Preservação da espécie unha-de-gato é objetivo de parceria entre Unaerp e a Ufopa

Coordenado pela professora Ana Maria Soares Pereira, da Unidade de Biotecnologia, um projeto de pesquisa busca preservar a Uncaria tomentosa, conhecida como “unha-de-gato”, uma planta amazônica medicinal ameaçada de extinção. O trabalho envolve a multiplicação in vitro do banco de germoplasma, realizado na Universidade de Ribeirão Preto e na Universidade Federal do Oeste do Pará (Ufopa), em Santarém, Pará. 

Recentemente, a pesquisadora realizou uma visita à universidade paraense para levar mudas da espécie Uncaria tomentosa, preservadas no Laboratório de Cultura de Tecidos, na Unidade de Biotecnologia da Unaerp, e no projeto Farmácia da Natureza, em Jurucê, distrito de Jardinópolis, e, dessa maneira, incentivar que o estado seja um dos fornecedores da planta medicinal, utilizada para tratamento de condições como artrite reumatóide e inflamações. 

A espécie Uncaria consta na Relação Nacional de Medicamentos Essenciais (RENAME), elaborada pelo Ministério da Saúde, que serve como referência para a compra de medicamentos no SUS. Com o objetivo de preservar a planta medicinal, a professora Ana Maria visitou também duas comunidades localizadas em uma unidade extrativista, em Tapajós, onde alunas do Ensino Médio bolsistas do CNPq atuam no Programa de Quintais Produtivos para Mulheres Rurais, promovido pelo Governo Federal, com foco na produção de plantas medicinais e distribuição nas comunidades locais. 


Pesquisa é coordenada pela professora Ana Maria Soares Pereira, da Unidade de Biotecnologia

O trabalho científico teve a participação de alunos de Farmácia bolsistas de iniciação científica da Ufopa, que auxiliam nos quintais produtivos, além do apoio da Promotora de Justiça Ministério Público do Estado do Pará, Lilian Regina Furtado Braga, que coordena o Núcleo de Promoção de Igualdade Étnico-Racial (NIERAC). 

PRESERVAÇÃO DA ESPÉCIE - A professora e pesquisadora Ana Maria, coordenadora da Unidade de Biotecnologia, destaca a importância da implantação do programa nacional voltado para a produção de fitoterápicos e plantas medicinais em todo o país. “Esse projeto precisa chegar nas comunidades mais longínquas e nos povos tradicionais, que detém conhecimento sobre plantas medicinais e sua ação terapêutica.

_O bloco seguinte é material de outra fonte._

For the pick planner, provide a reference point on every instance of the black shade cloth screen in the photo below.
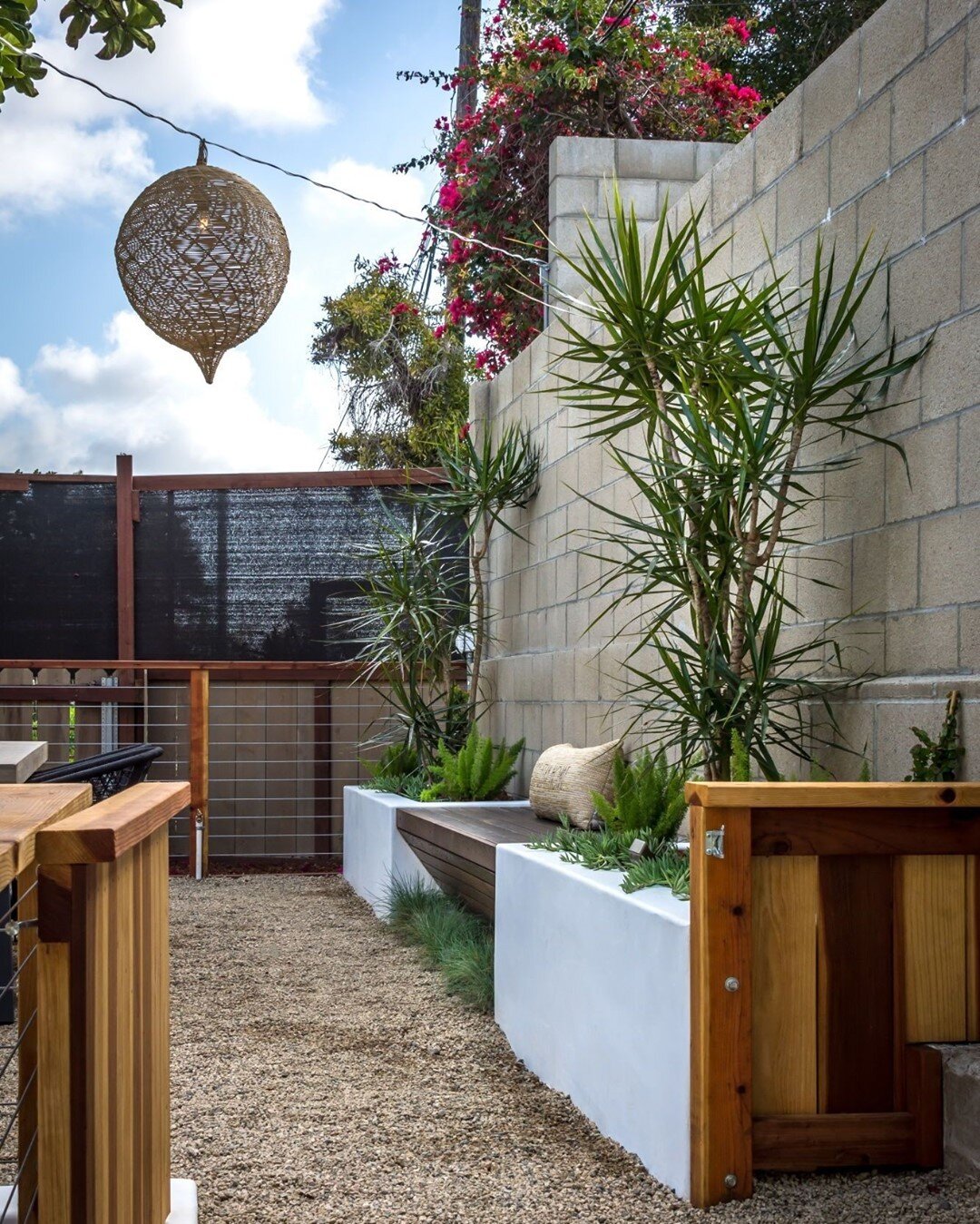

Quanto mais instituições estiverem envolvidas, com minorias, indígenas, quilombolas, caiçaras, ribeirinhos, mais teremos uma ação de justiça social”. 

O coordenador de Pós-Graduação Stricto e Lato Sensu e do Programa de Pós-Graduação em Biotecnologia, professor Mozart Marins, enfatiza que a Universidade sempre investiu em pesquisas na área de plantas medicinais, abrangendo a fitoquímica, estudos genéticos e de conservação de bioplasma e desenvolvimento de metodologias de conservação. “Ter um trabalho de preservação assegura que a espécie se mantenha e seja possível fazer uma seleção de linhagens da planta mais resistentes, dando continuidade aos estudos dos princípios ativos que são interesse do Sistema Único de Saúde e permitindo que os povos originários da Amazônia continuem fazendo o uso dessa planta medicinal”.